Chapitre 13 : Implorer le pardon

 

 

 

En vérité, Gu Yun résidait dans la maison voisine de celle de Chang Geng. Cependant, en comparaison, son logement semblait relativement désolé.

Si Chang Geng avait dit « Il est inutile de me servir », le Magistrat Guo se serait effrontément donné en spectacle et aurait déclaré « Non seulement Son Altesse est modeste et travailleur, mais il aime sincèrement son peuple », avant d’envoyer une dizaine de serviteurs dans sa cour. Mais, même s’il avait les sourcils suffisamment épais pour ne jamais avoir froid aux yeux, il n’aurait pas le cran de lécher les bottes du Maréchal Gu.

En emménageant, Gu Yun avait dit d’un ton léger comme une plume :

- Ne m’importunez pas.

Mis à part ces terrifiants soldats du Bataillon de Fer Noir, personne n’osait poser un pied dans sa résidence temporaire.

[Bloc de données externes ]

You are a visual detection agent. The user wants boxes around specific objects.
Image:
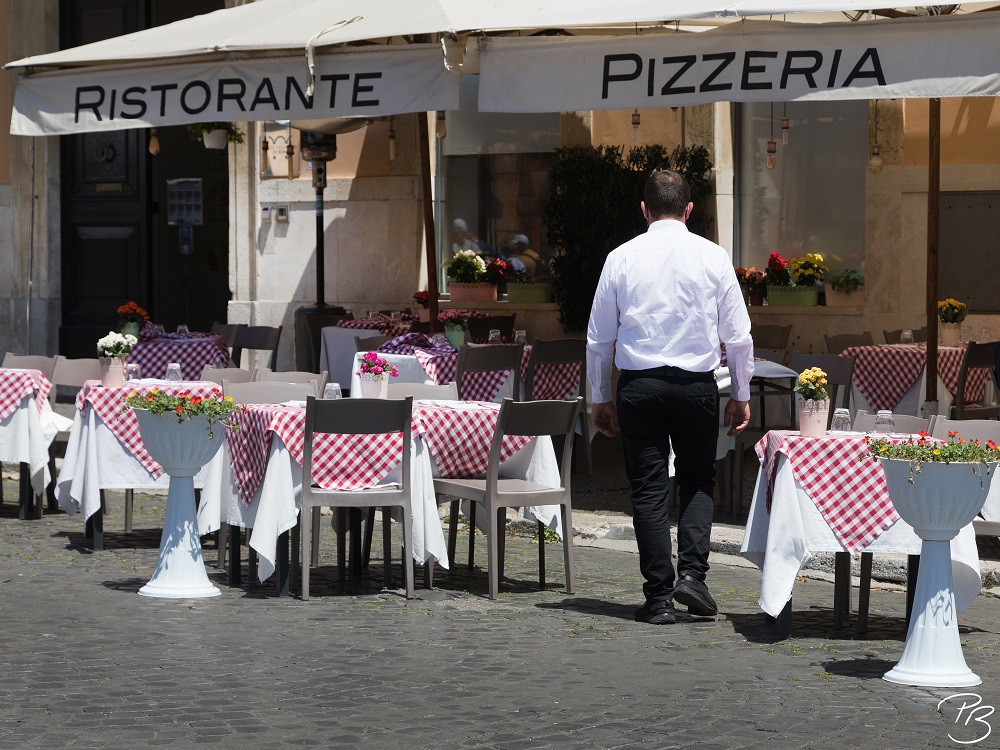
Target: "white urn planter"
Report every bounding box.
[879,458,997,687]
[359,373,389,398]
[797,396,830,437]
[134,409,226,599]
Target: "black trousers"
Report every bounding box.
[618,367,719,605]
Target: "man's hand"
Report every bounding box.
[590,401,616,437]
[728,398,750,435]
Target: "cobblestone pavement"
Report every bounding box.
[0,462,1000,750]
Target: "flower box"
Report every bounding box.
[767,286,819,307]
[507,281,552,303]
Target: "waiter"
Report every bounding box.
[587,170,753,625]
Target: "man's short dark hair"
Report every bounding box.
[642,169,691,220]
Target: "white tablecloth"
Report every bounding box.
[740,454,982,617]
[198,406,562,581]
[319,326,386,391]
[0,396,72,495]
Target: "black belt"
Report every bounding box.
[622,365,715,383]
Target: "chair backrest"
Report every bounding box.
[750,322,792,349]
[851,409,931,435]
[255,368,329,398]
[455,344,524,400]
[2,352,59,380]
[823,331,875,354]
[201,365,257,385]
[233,326,281,370]
[211,321,244,349]
[222,380,313,404]
[49,356,101,403]
[524,339,587,401]
[469,313,517,343]
[386,380,458,401]
[953,341,1000,419]
[354,336,392,352]
[930,415,1000,444]
[788,352,854,426]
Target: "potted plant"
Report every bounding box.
[97,331,139,388]
[448,250,497,302]
[123,388,239,598]
[938,297,969,346]
[187,122,244,148]
[736,266,767,307]
[865,432,1000,687]
[438,310,469,349]
[118,300,149,337]
[826,268,865,307]
[355,351,399,398]
[795,367,830,437]
[507,271,552,304]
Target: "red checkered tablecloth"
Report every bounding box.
[125,333,229,381]
[0,369,52,419]
[755,430,899,552]
[76,380,221,479]
[840,344,989,411]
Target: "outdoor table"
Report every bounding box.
[56,378,221,549]
[840,343,989,416]
[198,401,562,591]
[740,430,982,636]
[125,333,229,381]
[0,368,71,518]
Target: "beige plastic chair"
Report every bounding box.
[455,344,524,401]
[524,339,594,476]
[201,365,257,385]
[823,331,875,354]
[386,380,458,401]
[254,368,328,398]
[434,397,583,599]
[299,396,413,599]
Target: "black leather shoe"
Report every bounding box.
[674,575,719,617]
[635,602,677,625]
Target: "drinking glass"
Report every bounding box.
[830,409,851,432]
[875,409,896,435]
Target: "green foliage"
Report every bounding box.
[543,145,712,331]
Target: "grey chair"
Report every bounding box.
[201,365,257,385]
[524,339,594,476]
[233,326,281,370]
[386,380,458,401]
[951,341,1000,419]
[823,331,875,354]
[833,409,936,634]
[434,397,583,599]
[455,344,524,401]
[299,396,413,599]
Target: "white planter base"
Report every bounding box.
[882,540,982,687]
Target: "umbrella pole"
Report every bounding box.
[417,112,438,333]
[923,99,941,416]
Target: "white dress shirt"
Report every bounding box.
[587,219,753,403]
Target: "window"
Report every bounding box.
[736,101,868,273]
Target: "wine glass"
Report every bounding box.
[875,409,896,435]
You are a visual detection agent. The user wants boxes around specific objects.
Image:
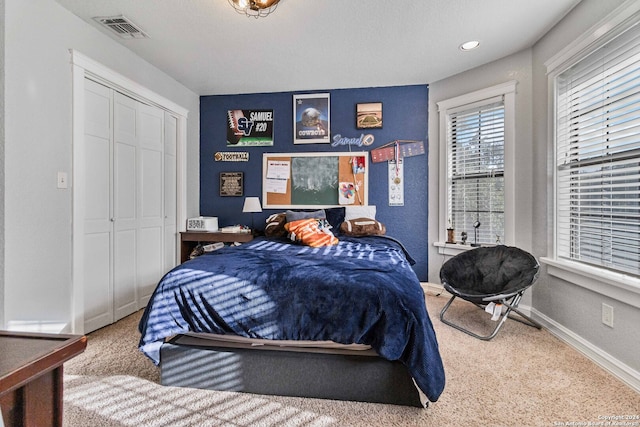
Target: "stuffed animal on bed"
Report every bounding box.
[284,218,338,248]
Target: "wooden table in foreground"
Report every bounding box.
[0,331,87,427]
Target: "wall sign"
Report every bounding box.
[388,159,404,206]
[220,172,244,197]
[331,133,376,147]
[227,110,273,147]
[293,93,331,144]
[213,151,249,162]
[356,102,382,129]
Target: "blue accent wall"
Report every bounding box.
[200,85,429,281]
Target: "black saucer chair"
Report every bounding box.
[440,245,542,341]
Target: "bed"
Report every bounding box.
[139,231,445,406]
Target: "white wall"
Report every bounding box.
[429,49,533,294]
[0,0,200,329]
[0,0,5,328]
[532,0,640,378]
[429,0,640,388]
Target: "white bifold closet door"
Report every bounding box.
[84,80,177,333]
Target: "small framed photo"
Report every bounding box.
[293,93,331,144]
[220,172,244,197]
[356,102,382,129]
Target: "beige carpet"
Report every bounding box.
[64,294,640,427]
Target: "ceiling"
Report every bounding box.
[56,0,579,95]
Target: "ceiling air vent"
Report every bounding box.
[93,15,149,39]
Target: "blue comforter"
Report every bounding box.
[139,236,445,402]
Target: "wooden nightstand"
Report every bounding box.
[180,231,253,263]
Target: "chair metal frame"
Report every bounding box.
[440,286,542,341]
[440,247,542,341]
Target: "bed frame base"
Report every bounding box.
[160,336,424,407]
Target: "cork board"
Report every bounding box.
[262,152,369,209]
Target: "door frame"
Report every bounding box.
[69,49,189,334]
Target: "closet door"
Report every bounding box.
[113,92,139,320]
[83,80,113,332]
[164,112,178,272]
[137,104,165,306]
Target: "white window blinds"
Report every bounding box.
[447,96,505,244]
[556,18,640,275]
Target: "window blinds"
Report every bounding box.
[447,97,505,243]
[556,18,640,274]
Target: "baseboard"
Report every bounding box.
[420,282,640,393]
[420,282,451,297]
[532,309,640,393]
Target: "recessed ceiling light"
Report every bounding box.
[460,40,480,50]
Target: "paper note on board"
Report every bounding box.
[267,160,291,179]
[265,178,287,194]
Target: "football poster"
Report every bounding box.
[227,110,273,147]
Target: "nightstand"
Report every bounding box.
[180,231,253,263]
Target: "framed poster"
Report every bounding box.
[220,172,244,197]
[293,93,331,144]
[356,102,382,129]
[227,110,273,147]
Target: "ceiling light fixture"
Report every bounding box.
[229,0,280,18]
[460,40,480,51]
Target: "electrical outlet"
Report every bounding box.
[602,303,613,328]
[58,172,69,188]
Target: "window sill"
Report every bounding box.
[433,242,476,255]
[540,257,640,308]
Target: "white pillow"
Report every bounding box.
[344,205,376,221]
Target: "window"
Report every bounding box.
[438,82,515,249]
[554,13,640,276]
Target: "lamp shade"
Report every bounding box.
[242,197,262,212]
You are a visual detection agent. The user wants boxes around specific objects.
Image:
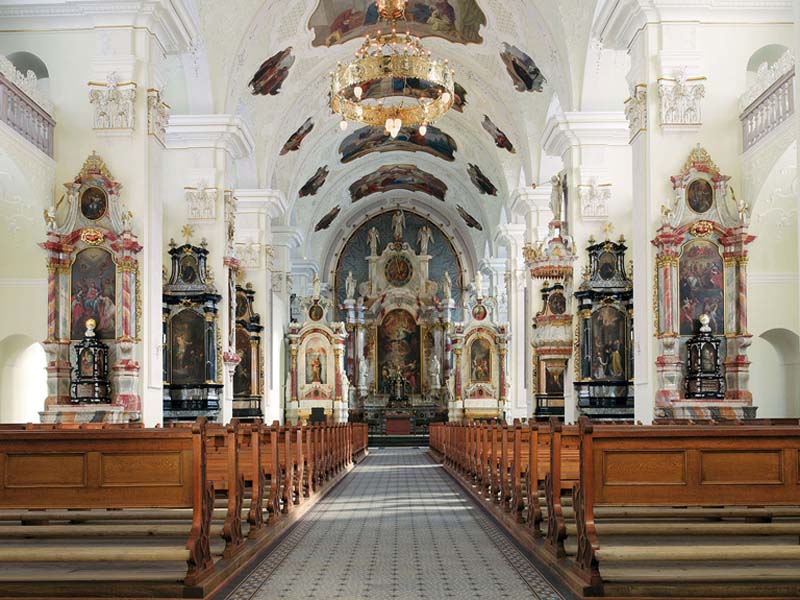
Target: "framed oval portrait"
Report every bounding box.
[383,255,414,287]
[472,304,487,321]
[686,179,714,214]
[81,186,108,221]
[547,292,567,315]
[308,304,325,321]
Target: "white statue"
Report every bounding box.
[442,271,453,300]
[367,227,381,256]
[417,225,433,256]
[392,209,406,242]
[312,275,321,300]
[358,356,369,389]
[550,173,561,221]
[344,271,356,300]
[431,354,442,388]
[475,271,483,298]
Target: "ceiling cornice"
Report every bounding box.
[0,0,198,53]
[592,0,794,50]
[166,115,255,160]
[542,111,629,156]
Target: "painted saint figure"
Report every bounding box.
[367,227,381,256]
[417,225,433,256]
[344,271,356,300]
[442,271,453,300]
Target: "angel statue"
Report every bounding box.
[550,173,561,221]
[392,209,406,242]
[417,225,433,256]
[367,227,381,256]
[344,271,356,300]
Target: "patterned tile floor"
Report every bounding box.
[219,448,568,600]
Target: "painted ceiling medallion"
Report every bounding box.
[350,165,447,202]
[299,165,329,198]
[330,0,455,138]
[339,125,458,163]
[456,204,483,231]
[481,115,517,154]
[467,163,497,196]
[248,46,294,96]
[308,0,486,46]
[314,206,342,231]
[500,43,546,92]
[280,117,314,156]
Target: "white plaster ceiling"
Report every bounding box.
[192,0,596,258]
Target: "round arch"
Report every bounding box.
[0,334,47,423]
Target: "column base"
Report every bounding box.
[39,404,131,423]
[655,400,758,421]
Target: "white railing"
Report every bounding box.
[739,52,795,152]
[0,56,56,158]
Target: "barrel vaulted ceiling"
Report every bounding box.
[197,0,596,258]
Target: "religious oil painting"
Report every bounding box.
[597,252,617,281]
[378,309,421,394]
[70,248,117,340]
[678,240,725,335]
[169,308,206,385]
[81,186,108,221]
[456,204,483,231]
[298,165,328,198]
[467,163,497,196]
[500,43,545,92]
[308,0,486,46]
[248,46,294,96]
[541,360,566,396]
[350,164,447,202]
[481,115,517,154]
[233,325,253,397]
[686,179,714,214]
[179,254,198,285]
[280,117,314,156]
[314,206,342,231]
[469,338,492,383]
[592,306,627,381]
[306,344,328,385]
[339,125,458,163]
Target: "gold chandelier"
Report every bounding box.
[331,0,455,138]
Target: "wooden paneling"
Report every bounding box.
[100,452,183,487]
[3,453,87,488]
[600,450,686,485]
[700,450,784,485]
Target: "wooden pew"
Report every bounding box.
[0,419,214,585]
[573,419,800,597]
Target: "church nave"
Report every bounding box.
[215,448,573,600]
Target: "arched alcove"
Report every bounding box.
[747,44,789,87]
[0,334,47,423]
[6,52,50,94]
[751,328,800,418]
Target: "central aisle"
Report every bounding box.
[220,448,565,600]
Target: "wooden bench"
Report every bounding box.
[573,420,800,597]
[0,419,214,585]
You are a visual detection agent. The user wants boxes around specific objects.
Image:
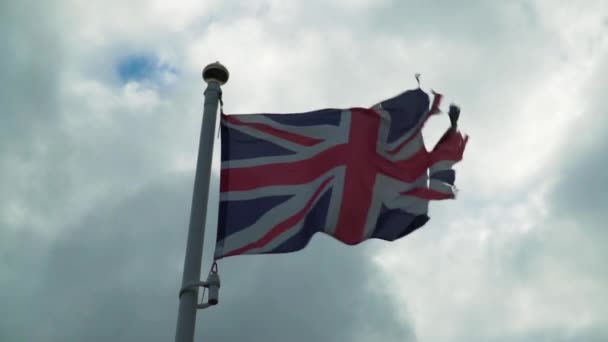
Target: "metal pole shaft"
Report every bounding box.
[175,76,221,342]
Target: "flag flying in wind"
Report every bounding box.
[215,89,468,260]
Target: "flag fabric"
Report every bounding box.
[215,89,468,260]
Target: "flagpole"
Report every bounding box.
[175,62,228,342]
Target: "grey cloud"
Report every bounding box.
[0,176,414,342]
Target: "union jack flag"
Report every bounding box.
[215,89,468,260]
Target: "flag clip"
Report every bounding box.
[179,262,220,309]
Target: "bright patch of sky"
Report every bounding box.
[116,54,178,86]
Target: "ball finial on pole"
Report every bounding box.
[203,62,230,85]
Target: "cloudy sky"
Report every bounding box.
[0,0,608,342]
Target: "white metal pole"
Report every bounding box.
[175,62,228,342]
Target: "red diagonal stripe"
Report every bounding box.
[225,176,334,257]
[223,115,323,146]
[220,145,348,192]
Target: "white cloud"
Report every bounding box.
[0,0,608,341]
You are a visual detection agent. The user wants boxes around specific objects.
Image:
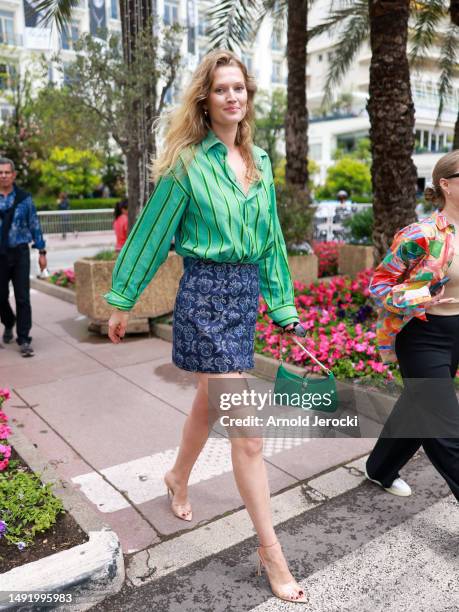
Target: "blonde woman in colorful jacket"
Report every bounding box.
[102,51,306,603]
[366,150,459,500]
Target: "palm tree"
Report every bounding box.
[309,0,459,256]
[367,0,416,263]
[208,0,309,191]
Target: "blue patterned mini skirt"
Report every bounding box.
[172,257,259,374]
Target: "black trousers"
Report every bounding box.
[0,244,32,344]
[366,314,459,500]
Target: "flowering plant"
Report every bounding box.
[49,268,75,287]
[312,240,344,278]
[256,269,396,380]
[0,388,11,472]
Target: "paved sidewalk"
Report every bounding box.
[0,291,373,554]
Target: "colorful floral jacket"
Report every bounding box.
[370,211,455,363]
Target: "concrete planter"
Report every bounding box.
[75,252,183,332]
[338,244,373,276]
[288,253,319,283]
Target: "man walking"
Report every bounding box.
[0,157,47,357]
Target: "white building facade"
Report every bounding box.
[0,0,459,189]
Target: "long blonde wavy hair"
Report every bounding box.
[151,50,260,183]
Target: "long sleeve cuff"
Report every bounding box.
[104,289,135,310]
[267,304,300,327]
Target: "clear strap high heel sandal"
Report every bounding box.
[164,477,193,521]
[257,541,308,604]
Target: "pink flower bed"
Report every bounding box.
[0,389,11,472]
[256,269,395,380]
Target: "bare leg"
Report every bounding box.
[208,373,306,601]
[165,377,216,518]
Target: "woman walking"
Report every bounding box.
[366,150,459,500]
[113,200,128,253]
[106,51,305,602]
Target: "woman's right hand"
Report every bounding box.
[108,310,129,344]
[426,285,459,308]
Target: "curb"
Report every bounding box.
[0,424,125,612]
[30,278,76,304]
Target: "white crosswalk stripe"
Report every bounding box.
[72,438,309,513]
[251,495,459,612]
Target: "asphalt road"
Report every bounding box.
[91,454,459,612]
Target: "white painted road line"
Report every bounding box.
[72,438,309,513]
[251,495,459,612]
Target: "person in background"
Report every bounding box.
[57,191,70,240]
[0,157,47,357]
[366,150,459,501]
[336,189,349,204]
[113,200,128,253]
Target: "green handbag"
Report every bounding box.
[274,334,338,412]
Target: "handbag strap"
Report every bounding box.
[279,334,333,376]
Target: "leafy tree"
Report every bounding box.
[333,138,371,167]
[30,83,109,155]
[316,156,371,199]
[343,208,374,245]
[50,26,182,226]
[0,63,42,191]
[35,0,183,227]
[274,157,320,191]
[32,147,102,196]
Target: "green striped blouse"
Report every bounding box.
[104,130,298,325]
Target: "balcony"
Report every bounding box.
[0,32,23,47]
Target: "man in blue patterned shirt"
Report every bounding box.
[0,157,47,357]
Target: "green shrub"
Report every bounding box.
[34,201,120,210]
[0,469,65,545]
[343,208,374,245]
[276,183,313,253]
[316,156,371,202]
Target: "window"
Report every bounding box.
[241,53,253,74]
[271,25,283,51]
[309,142,322,160]
[271,62,282,83]
[0,11,15,45]
[164,2,178,25]
[61,21,80,49]
[110,0,120,19]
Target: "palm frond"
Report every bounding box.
[322,0,370,104]
[435,23,459,127]
[308,0,368,40]
[34,0,79,32]
[206,0,268,51]
[409,0,448,66]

Par le passé, lorsque Gu Yun ne pouvait plus voir ou entendre clairement, il devenait incroyablement tendu. A l’époque, il détestait profondément que des inconnus déambulent autour de lui. Cela faisait longtemps que Shen Yi ne l’avait pas vu dans un tel état d’hypervigilance. Il avait pensé que, après avoir fait profil bas à Yanhui pendant deux ans, Gu Yun avait fait la paix avec le monde flou qui l’entourait. Mais, à présent, il semblait que ce ne soit pas le cas. Peut-être que la personne qui avait appris à vivre en paix avec son handicap était « Shen Shiliu », et non Gu Yun.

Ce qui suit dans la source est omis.